I wish this was more broadly, explained to people…
There are LLMs, the engines that make these products run, and then the products themselves.
GPT anything should not be asked math problems. LLMs are language models, not math.
The line is going to get very blurry because ChatGPT, or Claude or Gemini, are not LLM’s. Their products driven by LLMs.
The question or requisite should not be can my LLM do math. It can I build a product that is LLM driven that can reason through math problems. Those are different things.
A coworker of mine told me that GPT’s LLM can use Excel files.
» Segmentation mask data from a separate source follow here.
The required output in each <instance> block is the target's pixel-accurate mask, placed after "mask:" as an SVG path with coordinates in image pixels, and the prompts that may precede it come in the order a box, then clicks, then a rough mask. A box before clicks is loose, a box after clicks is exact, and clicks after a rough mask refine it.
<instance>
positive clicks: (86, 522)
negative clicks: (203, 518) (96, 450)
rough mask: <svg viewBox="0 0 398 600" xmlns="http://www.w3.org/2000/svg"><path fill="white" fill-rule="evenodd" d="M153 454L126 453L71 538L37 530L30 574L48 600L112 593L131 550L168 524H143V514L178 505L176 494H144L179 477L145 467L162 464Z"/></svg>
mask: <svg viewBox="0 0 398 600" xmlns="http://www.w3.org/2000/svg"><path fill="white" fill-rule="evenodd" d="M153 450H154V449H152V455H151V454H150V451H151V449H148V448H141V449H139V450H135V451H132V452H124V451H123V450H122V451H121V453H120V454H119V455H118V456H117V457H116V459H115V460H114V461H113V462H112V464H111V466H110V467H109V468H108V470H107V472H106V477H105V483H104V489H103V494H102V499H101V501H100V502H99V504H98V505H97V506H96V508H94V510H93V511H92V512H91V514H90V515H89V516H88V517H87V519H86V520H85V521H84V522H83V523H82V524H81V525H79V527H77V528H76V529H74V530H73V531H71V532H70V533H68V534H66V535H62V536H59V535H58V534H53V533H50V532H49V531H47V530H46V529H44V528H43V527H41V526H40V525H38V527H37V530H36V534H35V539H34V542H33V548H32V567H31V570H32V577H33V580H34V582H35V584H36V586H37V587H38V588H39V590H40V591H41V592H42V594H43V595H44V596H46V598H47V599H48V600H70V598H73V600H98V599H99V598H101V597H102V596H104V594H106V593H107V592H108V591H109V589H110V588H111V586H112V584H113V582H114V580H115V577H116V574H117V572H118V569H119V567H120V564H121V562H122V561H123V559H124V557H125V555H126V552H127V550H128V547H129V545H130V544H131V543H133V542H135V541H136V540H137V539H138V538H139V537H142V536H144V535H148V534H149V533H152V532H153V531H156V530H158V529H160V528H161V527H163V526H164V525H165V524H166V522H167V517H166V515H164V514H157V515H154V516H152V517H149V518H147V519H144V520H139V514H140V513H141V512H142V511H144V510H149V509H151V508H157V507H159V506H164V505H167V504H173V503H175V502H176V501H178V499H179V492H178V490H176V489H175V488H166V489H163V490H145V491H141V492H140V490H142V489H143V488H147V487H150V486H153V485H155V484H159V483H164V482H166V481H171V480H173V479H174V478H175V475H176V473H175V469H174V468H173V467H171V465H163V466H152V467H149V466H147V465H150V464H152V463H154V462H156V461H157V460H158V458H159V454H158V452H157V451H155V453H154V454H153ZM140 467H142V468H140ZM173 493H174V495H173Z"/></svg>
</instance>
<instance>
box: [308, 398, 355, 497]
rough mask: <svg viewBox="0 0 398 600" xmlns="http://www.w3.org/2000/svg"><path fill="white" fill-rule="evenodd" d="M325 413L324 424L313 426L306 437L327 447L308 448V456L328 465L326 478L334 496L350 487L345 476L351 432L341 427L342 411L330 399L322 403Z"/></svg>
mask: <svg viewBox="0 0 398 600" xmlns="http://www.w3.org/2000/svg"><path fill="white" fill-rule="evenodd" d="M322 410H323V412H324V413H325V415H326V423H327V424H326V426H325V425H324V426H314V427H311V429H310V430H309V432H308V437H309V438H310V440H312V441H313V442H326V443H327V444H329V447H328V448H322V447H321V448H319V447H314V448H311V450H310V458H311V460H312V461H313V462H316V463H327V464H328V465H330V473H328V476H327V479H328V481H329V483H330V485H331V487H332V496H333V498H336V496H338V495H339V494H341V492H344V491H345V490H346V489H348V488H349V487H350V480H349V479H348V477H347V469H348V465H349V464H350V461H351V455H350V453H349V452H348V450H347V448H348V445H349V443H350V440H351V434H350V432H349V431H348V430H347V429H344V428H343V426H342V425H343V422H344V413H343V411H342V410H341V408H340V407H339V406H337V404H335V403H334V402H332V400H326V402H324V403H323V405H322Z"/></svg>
No, it can’t. But the tools they plugged into it can.
> A coworker of mine told me that GPT’s LLM can use Excel files. No, it can’t. But the tools they plugged into it can.
It's a bit like saying that a human can't use Excel files, but when given a keyboard, mouse and monitor connected to a computer running Excel, it can. But then obviously the "Excel usage" competency is in the human; not in the tools, and a cat for example cannot use Excel proficiently however many training hours it gets and however good the keyboard is.
Taking it back to the LLMs, it is clear to me that some modern LLMs like the one running ChatGPT can be integrated with tools in a way that makes them somewhat proficient with Excel, while other simpler LLMs cannot, regardless of the tools.
> A coworker of mine told me that GPT’s LLM can use Excel files. No, it can’t. But the tools they plugged into it can.
And there's a 50/50 chance they'll use the right tool for the job. I tried the math question above multiple times on gpt5 and it gets it right about 50% of the time. If i ask to "try again" it usually gets it on the 2nd or 3rd try. Most times that it's wrong, it's not far off but it looks deceptively accurate at first glance.
I think the argument was more about that the ability of LLMs to multiply without tool use improves over the generations, so it does happen to be yet another test showing improved abilities.